Tuesday, November 16, 2021

2021 bpNichol Chapbook Award shortlist interviews: Terese Mason Pierre

Manifest, Terese Mason Pierre
Gap Riot Press, 2020
2021 bpNichol Chapbook Award Shortlist

The 2021 bpNichol Chapbook Award will be announced on Thursday, November 25, 2021.

Terese Mason Pierre is writer and editor whose work has appeared in Hobart, The Walrus, Quill & Quire, and Fantasy Magazine, among others. Her work has been nominated for the SFPA’s Elgin and Rhysling Awards, the bpNichol Chapbook Award, and Best of the Net. She is the co-Editor-in-Chief of Augur Magazine, a Canadian speculative literature journal. Terese has also co-hosted poetry reading series, organized literary events, facilitated creative writing workshops, and spoken at conferences. She is the author of chapbooks, Surface Area (Anstruther Press, 2019) and Manifest (Gap Riot Press, 2020). Terese lives and works in Toronto, Canada. Visit her website at: www.teresemasonpierre.com.

Manifest is your chapbook debut. What was the process of putting it together into a manuscript? How did the manuscript find shape?

Manifest is not my debut chapbook (Surface Area, with Anstruther Press, in 2019, is). But Manifest feels like a debut because these were poems that I’d never really published in earnest before, and I was quite nervous to release them. I had joined Augur Magazine in 2017 as their poetry editor, but hadn’t written any speculative poetry of my own, even though that’s what I was editing. So, in 2019, I decided to start writing in that genre. It was very freeing, in a way. I think I had a lot of hangups about what poetry was supposed to be about, and writing speculative poetry let me explore a lot more. The poems in Manifest were all the speculative ones I’d written over the course of 2019. I tried to find a way to connect them, as these poems weren't purposefully written with a chapbook in mind, but I feel readers need to tell me if I’ve succeeded.

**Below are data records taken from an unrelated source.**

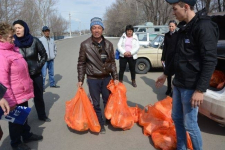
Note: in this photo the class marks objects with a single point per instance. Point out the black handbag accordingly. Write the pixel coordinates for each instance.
(2, 91)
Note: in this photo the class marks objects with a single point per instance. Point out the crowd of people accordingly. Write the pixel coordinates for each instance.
(22, 59)
(189, 54)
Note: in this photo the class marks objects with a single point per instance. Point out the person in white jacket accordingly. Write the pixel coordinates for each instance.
(51, 51)
(128, 47)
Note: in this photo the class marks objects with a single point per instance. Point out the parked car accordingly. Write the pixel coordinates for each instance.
(145, 38)
(214, 100)
(150, 56)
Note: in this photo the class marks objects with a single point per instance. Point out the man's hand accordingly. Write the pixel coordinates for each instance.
(79, 84)
(116, 82)
(160, 81)
(5, 106)
(197, 99)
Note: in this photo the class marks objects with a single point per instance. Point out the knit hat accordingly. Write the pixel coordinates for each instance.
(189, 2)
(45, 28)
(96, 21)
(21, 22)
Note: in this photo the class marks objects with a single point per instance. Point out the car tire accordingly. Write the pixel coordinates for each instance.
(142, 66)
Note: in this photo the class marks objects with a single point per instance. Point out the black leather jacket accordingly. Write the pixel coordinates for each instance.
(195, 54)
(35, 55)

My apologies! Frustrating to realize that I reviewed both your chapbooks, referring to each in my reviews as debuts, so I’ve clearly not been paying proper attention. I am curious of your shift into more speculative writing: does this constitute a shift away from the kinds of other writing you were doing before, or is this simply one thread of multiple you see yourself moving in and through, as you move forward?

I definitely see this as one thread of multiple. I write in many genres: literary and speculative poetry, literary and speculative fiction, short fiction, novels, as well as creative nonfiction and book reviews. I see myself writing fantasy novels as well as poetry chapbooks. I am interested in many things, so I write many things. Writing so broadly means I have a lot of “homework” to do as a writer, but it’s a responsibility I am happy to take on. My to-be-read pile is miles long.

What I appreciate about the collection is how the poems appear to hold deep influence from performance and storytelling traditions, as well as how the lyric is held on the page. Do you see your work as blending traditions, or is this simply how your poems emerge?

Speculative poetry is still new to me, and I’m still experimenting. But I’m not doing so with any tradition or strategy in mind; I’m not writing toward a specific method. I’m writing what I like, and what appeals to me, what gets me excited. I believe these poems are just emerging from that mindset. However, when others tell me that I’ve written my way into a particular mode, I am inspired to research, and learn.

What first brought you to poetry?

I have been reading poetry since childhood (my favourite book of poetry as child was Shel Silverstein’s Where The Sidewalk Ends). I took a poetry-reading hiatus during high school—as I was heading towards a Life Science degree and could only handle fiction—and in university, as I learned more and more about the writing community around me. I’ve been writing poetry since the age of 12, and as I read more of the poetry of others, I discover new ways to express the desired themes and emotions in my own work. What I like about poetry is how fluid it is, how amenable it is to the writer’s mind. It is, in my opinion, the perfect form to explore the speculative.

I’m curious: how do you define the speculative, and what does writing in this vein allow for you to do or explore that might not have been possible otherwise?

“Speculative” is an umbrella term for anything pertaining to the unreal or imagined. It encompasses fantasy, science fiction, magical realism, the supernatural, alternate histories, superhero fiction, and much, much more. I think the speculative is further broadened by metaphor (the dreamy, the surreal, the absurd, etc.). In poetry, the speculative appears in the literal as well as the metaphorical, which makes it excellent to write about, in my opinion. For me, writing in the speculative genre is a fun challenge. It allows me to find new ways to express my ideas, to defamiliarize my settings and themes, to try to get readers to see beyond what they are used to. What defines speculative poetry is a conversation (what defines poetry is conversation, too, sometimes), but I tend to focus on what the genre can do for me, what it can allow for me to learn and experiment with.

Have you been writing much in the way of poetry since Manifest was completed? What have you been working on since?

I’m working on a full-length collection, but it’s slow going—very slow. I’m also thinking about writing a third chapbook, but I’m not sure how that's going to take shape yet. I’ve learned that I can’t force poetry.